I took the 70 percent 1RM of my front squat rather than 75 percent, which is, by most equations, a 10RM, to build in some leeway for fatigue following my heavier work sets in the squat. My goal was simple—pyramid up from one to ten reps using fifteen- to thirty-second rest periods for as many sets as possible, adding a rep each set. The thirty seconds would give me enough recovery for my ATP system in the short term and a brief break for my legs and lungs.

I slammed my water, chalked, loaded the bar, and went to work. Unrack, ass to grass for one, stand up, re-rack, rest 15 seconds, and repeat. Sets one through four were relatively easy, but the volume and short rest periods were mounting. Sets five and six were a battle, and I increased my rest periods to about 30 seconds. During these sets, my lungs were battling to maintain oxygen equilibrium, and my upper back and core were fatiguing, especially deep in the squat. Staying tight while trying to fight the compressive forces of the barbell was a battle, and I narrowed my focus on keeping the elbows high and heels into the ground. If the elbows stay up, the legs will join them.
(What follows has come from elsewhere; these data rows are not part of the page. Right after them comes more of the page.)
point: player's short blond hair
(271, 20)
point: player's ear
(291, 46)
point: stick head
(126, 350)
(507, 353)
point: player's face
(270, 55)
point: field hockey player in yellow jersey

Twenty-one reps with a 12RM in two or three minutes was as much fun as walking on broken glass at a Justin Bieber concert. Maybe less. Probably less. Fuck it. My mental bitching session ended with the beep of my stopwatch going off. I wrapped my fingers around the bar and my throat against the knurling and busted through set seven. Thirty seconds came and went in the blink of an eye. It was time for set eight. My legs were trembling and my chest heaving as I struggled for air and recovery. It was time for set eight. Chest up, butt out, big breath, drive the elbows high.

Each rep was the only thing that mattered. Each single felt like its own set as I struggled for two or three large breathes after each rep and then held my air. The set must have taken forty-five to sixty seconds before I re-racked. It left me holding onto the barbell while I fought off my disappearing peripheral vision. I was toast.

I took my thirty seconds rest and tried to set up for a nice set, but it wasn’t happening. I waited two or three minutes and finished out the sets and then did ten reps in a back squat with the same weight, which was less than 50 percent of my 1RM. Overall, with the front squat, I took my 12RM and performed thirty-six total reps in three or four minutes time, a significant growth inducing training stimulus in a short time.

My observations were as such:

  • Seventy percent seemed to be a good load to provide a training stimulus. However, the stronger athlete may want to tinker this number down and play with different rep schemes.
  • This provided a great battle both mentally and physically. Few things suck like doing a front squat when you're gassed. This was a good test of character.
  • My quads and upper back were crushed for a few days, but I had a 72-hour break between my next training session. I suggest looking at your programming before implementing this method and increasing your peri-workout nutrition protocol to adequately recover.
  • The overall workout was pretty short—under forty-five minutes with a warm up included. This could be a great option when you're high on motivation but don't have time for training.
  • I have yet to program this method into a microcycle, but it would be best used sparingly either for a few weeks at a time or an occasional test of physical and mental mettle.
  • Use a spotter for obvious safety reasons. The motivation provided when you're pushing the limits from a quality training partner is invaluable.

This was a great workout and intensity booster in my training. It provided both a great physical and mental challenge—two vital components needed for success. Sometimes the components of a workout that are spur of the moment or stray from the plan end up being the best workouts and provide a much needed reality check on how hard you're working. Try implementing this front squat finisher as a challenge or into a short microcycle to add some high density squatting to your program.